Objective: DHEA is an immunomodulatory steroid hormone that improves survival during systemic inflammation. A DHEA-induced modulation of heat shock protein response may be an alternative mechanism contributing to the beneficial effects of this hormone. We investigated the effect of DHEA administration on survival, cellular immune functions, and HSP-70 production in septic mice.
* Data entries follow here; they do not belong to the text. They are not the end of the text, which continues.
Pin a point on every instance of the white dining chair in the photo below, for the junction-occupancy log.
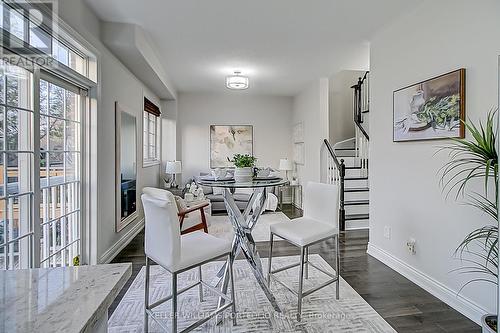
(319, 223)
(178, 253)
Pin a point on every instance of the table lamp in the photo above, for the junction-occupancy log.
(286, 165)
(173, 168)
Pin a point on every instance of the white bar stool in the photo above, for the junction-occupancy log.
(175, 253)
(319, 223)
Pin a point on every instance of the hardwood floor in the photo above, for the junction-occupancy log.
(404, 305)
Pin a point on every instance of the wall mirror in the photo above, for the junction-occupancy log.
(126, 167)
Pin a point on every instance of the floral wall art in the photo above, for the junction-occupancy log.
(432, 109)
(227, 140)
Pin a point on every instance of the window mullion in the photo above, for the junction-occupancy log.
(36, 169)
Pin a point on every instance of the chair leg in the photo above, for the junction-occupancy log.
(337, 265)
(200, 277)
(306, 261)
(146, 296)
(231, 277)
(270, 259)
(174, 302)
(301, 281)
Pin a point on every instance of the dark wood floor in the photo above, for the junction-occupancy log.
(404, 305)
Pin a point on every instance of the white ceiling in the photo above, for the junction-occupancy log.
(282, 45)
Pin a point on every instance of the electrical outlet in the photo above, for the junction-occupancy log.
(410, 244)
(387, 232)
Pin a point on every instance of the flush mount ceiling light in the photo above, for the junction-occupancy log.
(237, 81)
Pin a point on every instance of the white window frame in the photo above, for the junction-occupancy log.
(87, 81)
(147, 158)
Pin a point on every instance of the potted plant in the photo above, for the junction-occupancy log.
(244, 165)
(470, 160)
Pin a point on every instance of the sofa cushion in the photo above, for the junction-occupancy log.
(215, 198)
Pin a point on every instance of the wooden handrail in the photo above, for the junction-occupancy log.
(341, 167)
(357, 105)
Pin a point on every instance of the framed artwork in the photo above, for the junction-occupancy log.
(299, 153)
(298, 132)
(227, 140)
(432, 109)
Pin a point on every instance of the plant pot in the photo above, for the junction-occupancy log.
(486, 320)
(243, 175)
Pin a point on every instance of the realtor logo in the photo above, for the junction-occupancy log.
(28, 30)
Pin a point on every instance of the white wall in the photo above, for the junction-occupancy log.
(341, 105)
(437, 37)
(117, 83)
(311, 108)
(270, 116)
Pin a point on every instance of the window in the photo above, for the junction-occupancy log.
(41, 147)
(151, 125)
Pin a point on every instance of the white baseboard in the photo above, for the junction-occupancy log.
(462, 304)
(113, 251)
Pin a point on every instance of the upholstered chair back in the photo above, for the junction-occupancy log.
(321, 203)
(162, 230)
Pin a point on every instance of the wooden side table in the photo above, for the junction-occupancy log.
(296, 193)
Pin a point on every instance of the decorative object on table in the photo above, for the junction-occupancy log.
(244, 165)
(173, 168)
(476, 161)
(219, 173)
(228, 140)
(432, 109)
(286, 165)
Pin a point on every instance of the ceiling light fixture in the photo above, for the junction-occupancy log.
(237, 81)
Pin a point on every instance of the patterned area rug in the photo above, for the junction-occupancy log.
(221, 227)
(321, 311)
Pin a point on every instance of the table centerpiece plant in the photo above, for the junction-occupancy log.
(471, 160)
(244, 165)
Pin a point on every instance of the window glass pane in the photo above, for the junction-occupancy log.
(60, 53)
(18, 87)
(72, 135)
(71, 166)
(2, 83)
(18, 174)
(72, 106)
(56, 134)
(18, 129)
(44, 101)
(56, 168)
(56, 100)
(39, 38)
(77, 62)
(16, 24)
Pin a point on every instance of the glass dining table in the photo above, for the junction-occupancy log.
(243, 224)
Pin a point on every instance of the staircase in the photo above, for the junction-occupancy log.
(347, 165)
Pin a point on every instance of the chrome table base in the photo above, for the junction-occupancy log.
(243, 224)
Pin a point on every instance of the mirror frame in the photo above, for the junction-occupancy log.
(122, 223)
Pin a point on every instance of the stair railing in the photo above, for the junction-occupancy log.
(362, 105)
(336, 175)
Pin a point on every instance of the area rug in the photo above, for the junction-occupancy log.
(221, 227)
(321, 312)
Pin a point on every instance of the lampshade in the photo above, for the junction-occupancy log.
(286, 164)
(173, 167)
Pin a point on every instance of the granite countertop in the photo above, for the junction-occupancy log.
(60, 299)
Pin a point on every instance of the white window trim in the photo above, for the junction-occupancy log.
(149, 162)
Design and setting: Randomized animal study, level I trauma center, university research laboratory.
Subjects: Male NMRI mice.
Interventions: Mice were subjected to sham operation (laparotomy, LAP) or sepsis (cecal ligation and puncture, CLP) with or without administration of either saline 0.9% (LAP, CLP) or 20 mg/kg DHEA subcutaneously (LAP/DHEA, CLP/DHEA). Survival was monitored over a 48-h period. Splenocyte apoptosis rate (AnnexinV binding), splenocyte proliferation ([3H]thymidine incorporation), TNF-alpha plasma concentration (ELISA), and HSP-70 concentration (ELISA) in tissue extracts from liver, lung, and spleen were monitored 48 h after onset of sepsis.
Results: DHEA administration improved the survival of septic mice (78% vs. 50%). This effect was paralleled by increased splenocyte proliferation, decreased cellular apoptosis rate of splenocytes, and attenuation of TNF-alpha release. Furthermore, an increased HSP-70 concentration was observed in lungs and spleens of DHEA-treated septic animals.
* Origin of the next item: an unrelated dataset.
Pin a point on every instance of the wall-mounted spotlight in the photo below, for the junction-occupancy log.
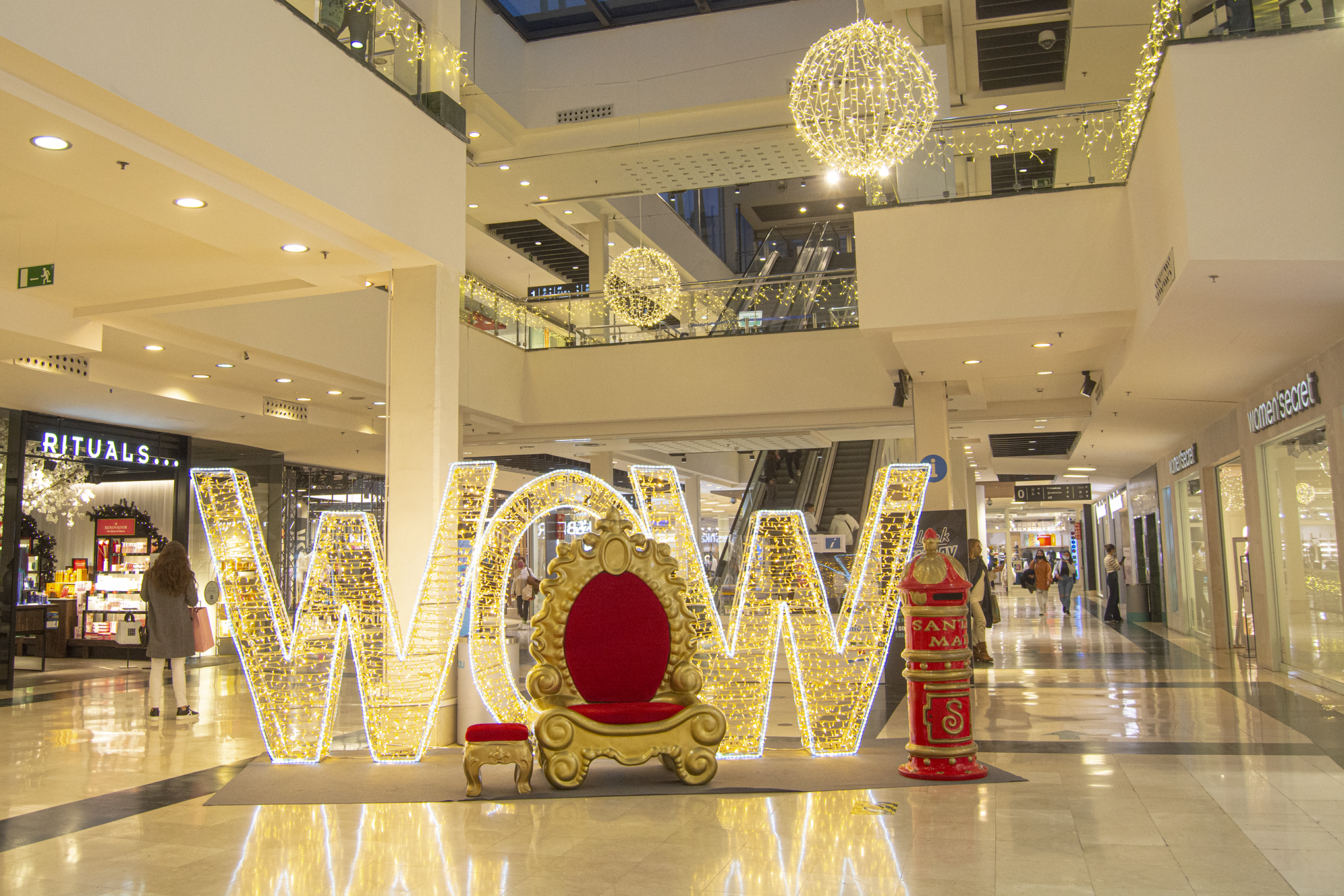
(1089, 385)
Conclusions: DHEA-treatment decreased the mortality rate of septic mice. This was accompanied by improved cellular immune functions and an augmented heat shock response (HSP-70) of lungs and spleens. Further studies are required to demonstrate a direct relationship between the improved survival and the observed alterations in the immune system in DHEA-treated animals.